Photo Credit by Alicia Meyers King

Even when the community thinks trees are protected, they are not. Among trees “protected” by the approval of Green Mountain in a “retention zone”, they were removed anyway. This “protected” tree started its life before Camas was even a city, Photo by Ken Miles.

In Spring 2019, shortly before Camas’ world began going in a wrong direction with the failed Aquatic Center, something now forgotten was an unfortunate turning point in Camas’ future. A small controversial subdivision in the 43rd Ave area of Prune Hill proposed major cutting of forest canopy.  The Hearing Examiner actually did the right thing: imposing conditions protective of the forest canopy and the on-site wetland. Growth management in Camas was looking good for a change. The founder of Camas  Tree Protecters “felt relieved by the decision.”


Then the developer pounded their chest and threatened to sue. Our elected leadership chose to buckle to this developer’s bravado and not support the Hearing Examiner’s decision. So concerned were citizens that a “sit in” was held that summer. While doomed (the city’s agreement giving in to the developer was  final), the event was covered in the Post-Record


Why didn’t the city negotiate with the developer and save some of the larger trees (shown after cutting) on the heavily-wooded lot as per the Hearing Officer’s recommendation? Perhaps timing? The Mayor’s attention was laser-focused on efforts to pass the $73 million dollar bond for the proposed aquatic center (which ultimately failed).


Was there simply no interest in supporting the community and our resources? It certainly looks that way. Thus began a series of worsening decisions by our City, leading to the November 2019 shocker of an election which resulted in the ouster of the Mayor and the firing of the City Manager. 


Photo by Alicia Meyers King. 

A short year later a detox center was proposed that would be located next to a local elementary school. The project was roundly denounced by the neighborhood and plenty of other Camas citizens. This time, the Hearing Officer sided with the City, in favor of the Center. This time, the City had no qualms about spending the monies to resolve the legal suit brought by the city’s own citizens.

For the second time, the City chose development over the concerns of its own community. More recently, our elected officials have again chosen to side against community outcry by allowing a developer to remove a large, landmark tree in a new development


Camas Growth Management needs to be turned around and quickly. There must be balance between a community’s concerns and development. That will involve some assertiveness and creative thinking. 
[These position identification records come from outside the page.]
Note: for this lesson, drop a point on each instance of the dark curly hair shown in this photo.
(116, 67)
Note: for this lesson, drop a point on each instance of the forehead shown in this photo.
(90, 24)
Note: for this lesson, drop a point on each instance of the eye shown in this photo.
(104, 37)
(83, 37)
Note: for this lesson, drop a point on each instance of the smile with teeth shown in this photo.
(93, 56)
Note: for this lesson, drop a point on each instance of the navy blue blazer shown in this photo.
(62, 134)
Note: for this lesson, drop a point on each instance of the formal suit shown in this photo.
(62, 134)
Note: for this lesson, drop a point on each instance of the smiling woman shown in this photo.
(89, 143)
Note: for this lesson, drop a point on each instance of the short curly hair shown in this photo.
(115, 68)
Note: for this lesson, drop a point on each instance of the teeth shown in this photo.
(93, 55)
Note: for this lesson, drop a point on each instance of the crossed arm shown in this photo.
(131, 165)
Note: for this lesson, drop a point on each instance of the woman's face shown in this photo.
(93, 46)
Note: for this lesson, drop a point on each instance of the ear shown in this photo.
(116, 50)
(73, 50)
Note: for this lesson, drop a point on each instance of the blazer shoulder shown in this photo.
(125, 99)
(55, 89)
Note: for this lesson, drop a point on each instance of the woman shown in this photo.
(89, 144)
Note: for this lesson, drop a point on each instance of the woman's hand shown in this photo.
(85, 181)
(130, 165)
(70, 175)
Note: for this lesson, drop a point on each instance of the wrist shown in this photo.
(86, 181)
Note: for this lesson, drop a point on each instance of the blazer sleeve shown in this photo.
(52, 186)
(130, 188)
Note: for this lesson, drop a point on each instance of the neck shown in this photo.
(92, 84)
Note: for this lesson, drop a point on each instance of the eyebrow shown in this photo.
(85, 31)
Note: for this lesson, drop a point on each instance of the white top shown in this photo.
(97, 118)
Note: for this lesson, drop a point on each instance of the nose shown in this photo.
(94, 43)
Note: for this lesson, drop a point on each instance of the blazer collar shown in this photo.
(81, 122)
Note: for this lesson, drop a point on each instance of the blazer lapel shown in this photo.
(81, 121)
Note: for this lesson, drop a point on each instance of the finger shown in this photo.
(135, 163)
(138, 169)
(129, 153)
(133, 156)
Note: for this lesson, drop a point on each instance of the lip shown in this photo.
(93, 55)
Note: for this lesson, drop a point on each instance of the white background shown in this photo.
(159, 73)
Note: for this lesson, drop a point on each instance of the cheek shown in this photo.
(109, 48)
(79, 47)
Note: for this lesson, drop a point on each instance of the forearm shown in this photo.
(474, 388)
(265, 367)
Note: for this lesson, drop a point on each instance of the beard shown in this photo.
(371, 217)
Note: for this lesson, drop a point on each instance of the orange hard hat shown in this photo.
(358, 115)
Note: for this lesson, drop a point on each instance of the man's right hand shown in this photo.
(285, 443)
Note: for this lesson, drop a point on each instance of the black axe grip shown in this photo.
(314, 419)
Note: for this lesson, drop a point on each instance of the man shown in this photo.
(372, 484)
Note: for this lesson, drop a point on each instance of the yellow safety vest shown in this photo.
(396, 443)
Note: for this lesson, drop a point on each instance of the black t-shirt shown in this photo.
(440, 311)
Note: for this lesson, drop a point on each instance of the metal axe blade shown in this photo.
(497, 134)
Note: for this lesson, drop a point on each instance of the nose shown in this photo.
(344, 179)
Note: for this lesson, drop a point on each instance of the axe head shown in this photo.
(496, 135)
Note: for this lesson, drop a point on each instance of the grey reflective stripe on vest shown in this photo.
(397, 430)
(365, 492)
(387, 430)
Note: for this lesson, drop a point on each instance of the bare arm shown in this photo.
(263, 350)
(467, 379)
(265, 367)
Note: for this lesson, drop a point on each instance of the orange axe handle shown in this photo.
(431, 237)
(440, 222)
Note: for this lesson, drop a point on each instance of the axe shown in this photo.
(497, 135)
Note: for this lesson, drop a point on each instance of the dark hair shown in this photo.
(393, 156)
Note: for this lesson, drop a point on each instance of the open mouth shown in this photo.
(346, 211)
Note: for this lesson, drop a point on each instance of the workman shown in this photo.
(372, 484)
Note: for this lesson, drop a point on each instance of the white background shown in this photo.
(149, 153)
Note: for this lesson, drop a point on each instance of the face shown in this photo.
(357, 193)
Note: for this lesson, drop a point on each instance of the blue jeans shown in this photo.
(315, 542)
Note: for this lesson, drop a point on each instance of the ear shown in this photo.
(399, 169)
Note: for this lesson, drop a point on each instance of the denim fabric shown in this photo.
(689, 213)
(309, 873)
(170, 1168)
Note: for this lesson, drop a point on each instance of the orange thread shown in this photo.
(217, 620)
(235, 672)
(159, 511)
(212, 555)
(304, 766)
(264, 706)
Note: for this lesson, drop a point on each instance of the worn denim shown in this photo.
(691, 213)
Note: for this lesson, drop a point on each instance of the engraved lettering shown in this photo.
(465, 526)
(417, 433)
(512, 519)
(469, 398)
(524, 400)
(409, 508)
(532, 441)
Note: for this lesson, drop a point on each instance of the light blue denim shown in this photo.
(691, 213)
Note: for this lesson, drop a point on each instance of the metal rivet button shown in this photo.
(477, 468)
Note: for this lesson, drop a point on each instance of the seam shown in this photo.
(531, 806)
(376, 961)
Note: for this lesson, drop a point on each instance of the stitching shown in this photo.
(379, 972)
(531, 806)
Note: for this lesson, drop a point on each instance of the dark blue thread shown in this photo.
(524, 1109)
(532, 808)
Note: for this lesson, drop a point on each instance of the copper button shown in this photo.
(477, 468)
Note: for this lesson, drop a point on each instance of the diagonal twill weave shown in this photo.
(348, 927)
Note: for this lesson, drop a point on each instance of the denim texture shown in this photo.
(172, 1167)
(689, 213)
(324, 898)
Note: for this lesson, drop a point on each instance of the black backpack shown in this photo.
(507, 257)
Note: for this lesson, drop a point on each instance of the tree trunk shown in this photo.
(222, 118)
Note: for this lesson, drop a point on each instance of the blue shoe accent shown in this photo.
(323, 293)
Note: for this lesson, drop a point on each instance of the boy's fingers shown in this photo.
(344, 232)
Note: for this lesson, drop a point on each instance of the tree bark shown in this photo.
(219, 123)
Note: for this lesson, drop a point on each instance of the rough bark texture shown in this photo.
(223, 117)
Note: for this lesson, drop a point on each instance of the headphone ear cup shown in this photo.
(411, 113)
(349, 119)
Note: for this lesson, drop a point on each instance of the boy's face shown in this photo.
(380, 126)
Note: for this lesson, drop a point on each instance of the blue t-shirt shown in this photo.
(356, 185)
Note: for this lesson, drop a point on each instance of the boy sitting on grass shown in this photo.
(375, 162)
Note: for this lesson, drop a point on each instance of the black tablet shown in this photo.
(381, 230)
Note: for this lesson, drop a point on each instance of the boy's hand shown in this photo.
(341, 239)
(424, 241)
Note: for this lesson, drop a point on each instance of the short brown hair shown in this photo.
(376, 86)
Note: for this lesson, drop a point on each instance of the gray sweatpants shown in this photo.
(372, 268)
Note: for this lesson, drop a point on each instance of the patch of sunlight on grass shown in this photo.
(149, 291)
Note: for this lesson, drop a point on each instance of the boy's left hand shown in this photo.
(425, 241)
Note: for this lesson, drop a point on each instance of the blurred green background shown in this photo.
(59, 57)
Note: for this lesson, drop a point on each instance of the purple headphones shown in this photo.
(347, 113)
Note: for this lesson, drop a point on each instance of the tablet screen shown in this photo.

What does Camas want? We’ve all had enough of growth not making accommodations to protecting neighborhoods and natural resources.


Washington State Planning Law requires Camas to accept some substantial growth limited to an Urban Growth Boundary. Goals (1) and (2) state:


(1) Urban growth. Encourage development in urban areas where adequate public facilities and services exist or can be provided in an efficient manner. 

(2) Reduce sprawl. Reduce the inappropriate conversion of undeveloped land into sprawling, low-density development.


The state provides discretion on where housing units go. What does Camas want? Camas should focus on our Downtown’s long-term needs and potential, to meet goals (1) and (2) to include some substantial housing sustainably built consistent with Downtown’s character


It’s time for a new and smarter vision of growth management in Camas. 

More people are dissatisfied (41%) than satisfied (32%) with growth-management in Camas.  Camas wants better growth-management and support for our communities and natural resources. Let’s get it done.